Yes, before the tomahawk chop and 14 straight divisional championships, I was a Braves fan, and Dale Murphy was my baseball idol.
In 1990, the 7-time All star was dealt from the Braves to the Philadelphia Phillies where he stayed for two more years before being dealt to the Colorado Rockies. He retired in 1993 with 398 career homeruns, but it was in 1990 that my rabid interest in professional baseball began to wane. Murphy leaving Atlanta felt like the end of an era.
Murphy had been with the Braves since 1976, the year Ted Turner took ownership of the organization, and he was the kind of player that seems to have become somewhat of an endangered species in professional sports. He was a 2-time MVP, a superstar and a family man who was often teased by his teammates and the media for his wholesome image.
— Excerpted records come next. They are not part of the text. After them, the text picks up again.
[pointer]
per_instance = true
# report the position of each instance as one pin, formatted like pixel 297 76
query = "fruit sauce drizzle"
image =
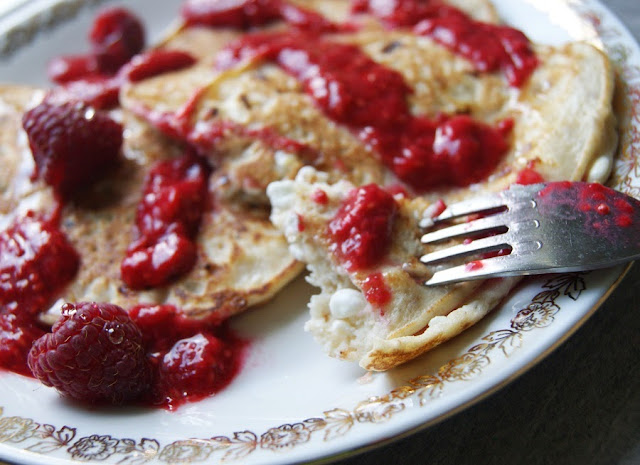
pixel 186 359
A reporter once tried to find out if Murphy was really as good as his reputation. After an exhaustive search, the only "dirt" he could find was a speeding ticket Murphy was issued for driving 35 MPH in a 25 MPH zone. He was late for a speech he was to give at a church. He was a player with principles who would take his teammates out to dinner but wouldn't pay for their alcohol. Now, he has written a book to guide athletes through the tough decisions they will have to make as a professional, and he is still a great humanitarian whose involvement in different charities are too numerous to mention.
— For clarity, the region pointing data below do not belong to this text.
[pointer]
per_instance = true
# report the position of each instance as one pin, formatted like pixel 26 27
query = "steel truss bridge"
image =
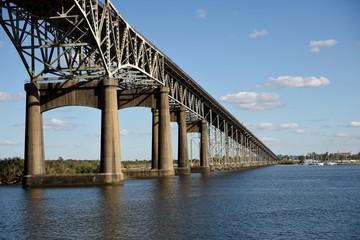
pixel 88 40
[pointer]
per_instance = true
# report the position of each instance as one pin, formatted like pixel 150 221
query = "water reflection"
pixel 246 205
pixel 111 212
pixel 34 214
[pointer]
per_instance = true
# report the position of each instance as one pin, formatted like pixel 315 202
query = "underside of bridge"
pixel 84 53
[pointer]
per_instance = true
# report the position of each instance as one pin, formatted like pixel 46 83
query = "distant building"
pixel 345 153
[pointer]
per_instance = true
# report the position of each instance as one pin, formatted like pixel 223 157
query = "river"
pixel 276 202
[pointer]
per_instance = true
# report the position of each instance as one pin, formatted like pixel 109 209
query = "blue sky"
pixel 289 70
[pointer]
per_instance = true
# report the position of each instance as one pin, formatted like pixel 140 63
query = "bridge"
pixel 84 53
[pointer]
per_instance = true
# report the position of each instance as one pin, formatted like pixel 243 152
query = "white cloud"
pixel 314 46
pixel 258 33
pixel 7 143
pixel 300 131
pixel 270 139
pixel 296 82
pixel 57 125
pixel 354 124
pixel 271 126
pixel 267 126
pixel 289 125
pixel 9 97
pixel 341 135
pixel 201 13
pixel 253 100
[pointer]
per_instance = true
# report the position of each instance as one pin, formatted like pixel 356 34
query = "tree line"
pixel 12 169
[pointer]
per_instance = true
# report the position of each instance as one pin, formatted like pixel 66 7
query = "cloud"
pixel 10 97
pixel 314 46
pixel 354 124
pixel 260 33
pixel 201 13
pixel 58 125
pixel 7 143
pixel 270 139
pixel 289 125
pixel 253 100
pixel 341 135
pixel 267 126
pixel 271 126
pixel 296 82
pixel 300 131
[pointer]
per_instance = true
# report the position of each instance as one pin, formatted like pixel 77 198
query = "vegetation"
pixel 11 169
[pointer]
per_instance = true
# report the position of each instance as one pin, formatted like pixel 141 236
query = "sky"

On the field, he was a 5-time Gold Glove winner with a rifle for an arm, and he was especially speedy for a big man. In fact, he was the 7th player in Major League history to join the 30/30 club (30 homeruns and 30 steals). The feat has now been accomplished 36 times by 21 different players since Murphy did it in 1983.
In the era before rampant steroid use, he was the product of hard work and good genes. I got to meet him at a Nashville Sports Council luncheon in 2001 where he spoke to the attendees about his career as a major leaguer. After the event, I got him to sign my Power Alley poster (like the one above), and I shook his hand (it swallowed mine). It was a great moment for me, and one that I'll never forget.
For all his accolades, Dale Murphy has not made it into the National Baseball Hall of Fame in Cooperstown. 2006 marks his 8th year on the ballot, and the results for this year's voting will be announced Tuesday, Jan. 10, 2006. I hope he makes it in this time, but even if he never does, I'm sure Murphy will consider his life just as rich and fulfilling without the honor. It won't change the fact that he was the greatest player I ever saw play the game either.